Chapter 34 #3

But they weren’t fine. Something had shattered between them, and she was sure that it was her own fault. She just didn’t know how to make it right.

“Okay.” She broke the silence. She couldn’t stand this anymore; she needed to flee. “I’m going to go find—”

“Did you see her die?” Nezha asked abruptly, startling her.

“Who?”

“Daji. We never found a body.”

“I gave your father my report,” she said. She’d told Vaisra and Eriden that Daji was dead, drowned, sunk at the bottom of the Murui.

“I know what you told him. Now I want you to tell me the truth.”

“That’s the truth.”

Nezha’s voice hardened. “Don’t lie to me.”

She crossed her arms. “Why would I lie about that?”

“Because they haven’t found a body.”

“I was trapped under a fucking mast, Nezha. I was too busy trying not to die to think.”

“Then why did you tell Father that she’s dead?”

“Because I think she is!” Rin quickly pulled an explanation out of thin air.

“I saw Feylen crash that ship. I saw her fall into the water. And if you can’t find a body that just means she’s buried down there with the other ten thousand corpses clogging up your channel.

What I don’t understand is why you’re acting like I’m a traitor when I just killed a god for you. ”

“I’m sorry.” Nezha sighed. “No, you’re right. I just—I want us to be able to trust each other.”

His eyes looked so sincere. He’d really bought it.

Rin exhaled, marveling at how narrowly she’d gotten away.

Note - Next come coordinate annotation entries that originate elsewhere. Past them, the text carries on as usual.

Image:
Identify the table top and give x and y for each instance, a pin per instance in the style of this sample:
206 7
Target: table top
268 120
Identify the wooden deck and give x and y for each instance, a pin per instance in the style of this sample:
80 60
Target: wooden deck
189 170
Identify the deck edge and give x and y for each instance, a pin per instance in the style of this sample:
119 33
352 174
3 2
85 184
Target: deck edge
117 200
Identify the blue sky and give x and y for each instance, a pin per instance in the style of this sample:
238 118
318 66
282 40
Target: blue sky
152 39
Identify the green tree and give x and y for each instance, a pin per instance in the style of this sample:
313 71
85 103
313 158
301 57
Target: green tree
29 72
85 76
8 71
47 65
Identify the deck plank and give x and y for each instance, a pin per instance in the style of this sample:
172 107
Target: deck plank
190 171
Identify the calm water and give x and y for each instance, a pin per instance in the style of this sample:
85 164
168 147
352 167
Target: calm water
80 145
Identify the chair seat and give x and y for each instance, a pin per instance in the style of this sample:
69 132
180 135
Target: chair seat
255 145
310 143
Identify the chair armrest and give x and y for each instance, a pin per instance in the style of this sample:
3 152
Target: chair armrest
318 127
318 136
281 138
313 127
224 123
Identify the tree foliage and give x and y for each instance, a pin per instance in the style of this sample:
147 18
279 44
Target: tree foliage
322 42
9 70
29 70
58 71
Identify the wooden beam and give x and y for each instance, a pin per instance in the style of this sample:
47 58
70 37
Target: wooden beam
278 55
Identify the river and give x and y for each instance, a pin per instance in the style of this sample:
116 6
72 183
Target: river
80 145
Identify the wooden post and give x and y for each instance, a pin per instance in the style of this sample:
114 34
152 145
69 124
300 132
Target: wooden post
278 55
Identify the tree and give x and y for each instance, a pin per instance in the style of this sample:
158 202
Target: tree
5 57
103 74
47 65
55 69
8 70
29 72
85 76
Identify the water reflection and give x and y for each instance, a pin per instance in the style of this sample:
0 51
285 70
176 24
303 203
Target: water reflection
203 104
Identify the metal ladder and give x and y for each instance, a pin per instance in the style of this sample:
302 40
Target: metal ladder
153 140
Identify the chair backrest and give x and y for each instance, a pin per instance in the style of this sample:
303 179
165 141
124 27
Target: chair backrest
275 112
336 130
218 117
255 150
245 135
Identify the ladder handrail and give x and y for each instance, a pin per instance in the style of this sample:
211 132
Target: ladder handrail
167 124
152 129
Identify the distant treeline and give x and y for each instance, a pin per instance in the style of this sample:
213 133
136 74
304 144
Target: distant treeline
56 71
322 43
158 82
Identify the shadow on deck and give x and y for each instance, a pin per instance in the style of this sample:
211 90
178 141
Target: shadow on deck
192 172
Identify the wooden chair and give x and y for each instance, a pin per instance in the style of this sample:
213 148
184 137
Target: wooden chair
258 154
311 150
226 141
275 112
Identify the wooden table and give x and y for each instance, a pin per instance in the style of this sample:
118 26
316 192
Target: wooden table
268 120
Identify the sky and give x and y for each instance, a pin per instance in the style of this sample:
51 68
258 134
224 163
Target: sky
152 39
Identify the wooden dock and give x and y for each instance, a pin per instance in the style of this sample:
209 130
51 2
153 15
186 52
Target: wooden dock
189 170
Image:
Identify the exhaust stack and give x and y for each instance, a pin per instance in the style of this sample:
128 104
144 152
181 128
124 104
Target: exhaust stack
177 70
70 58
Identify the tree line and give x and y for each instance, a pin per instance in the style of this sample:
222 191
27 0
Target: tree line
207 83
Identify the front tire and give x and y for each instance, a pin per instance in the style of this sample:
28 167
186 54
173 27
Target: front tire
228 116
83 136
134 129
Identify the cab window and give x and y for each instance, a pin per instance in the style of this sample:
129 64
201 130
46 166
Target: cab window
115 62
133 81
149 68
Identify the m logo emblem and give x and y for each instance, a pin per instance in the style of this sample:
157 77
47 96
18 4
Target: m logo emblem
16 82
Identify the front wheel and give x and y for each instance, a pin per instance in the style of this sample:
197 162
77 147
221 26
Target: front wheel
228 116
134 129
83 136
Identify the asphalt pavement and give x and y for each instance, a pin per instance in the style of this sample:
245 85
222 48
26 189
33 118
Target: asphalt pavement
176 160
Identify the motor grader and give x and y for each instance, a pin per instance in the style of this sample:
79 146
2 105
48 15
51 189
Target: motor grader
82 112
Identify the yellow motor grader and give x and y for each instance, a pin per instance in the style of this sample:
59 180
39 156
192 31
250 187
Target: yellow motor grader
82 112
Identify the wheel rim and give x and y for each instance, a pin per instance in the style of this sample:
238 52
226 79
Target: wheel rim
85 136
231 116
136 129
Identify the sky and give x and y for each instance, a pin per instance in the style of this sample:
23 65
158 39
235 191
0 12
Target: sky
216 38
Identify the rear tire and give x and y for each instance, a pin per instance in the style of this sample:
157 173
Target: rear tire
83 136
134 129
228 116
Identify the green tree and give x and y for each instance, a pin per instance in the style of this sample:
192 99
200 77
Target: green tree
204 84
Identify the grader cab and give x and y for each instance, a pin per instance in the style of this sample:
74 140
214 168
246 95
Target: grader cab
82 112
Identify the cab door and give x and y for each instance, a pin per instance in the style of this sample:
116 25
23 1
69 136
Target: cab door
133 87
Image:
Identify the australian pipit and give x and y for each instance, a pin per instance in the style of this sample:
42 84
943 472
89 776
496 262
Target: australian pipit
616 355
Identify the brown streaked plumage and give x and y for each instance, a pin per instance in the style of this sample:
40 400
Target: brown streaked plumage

“I’ve never lied to you.” She placed a hand on his arm. It was so easy to act. She didn’t have to fake her affection for him. It felt good to tell Nezha what he wanted to hear. “And I never will. I swear.”

Nezha gave her a smile. A real smile. “I like when we’re on the same side.”

“Me too,” she said, and that, finally, wasn’t a lie. How desperately she wished they could stay that way.

The parade turnout was pathetic. That didn’t surprise Rin.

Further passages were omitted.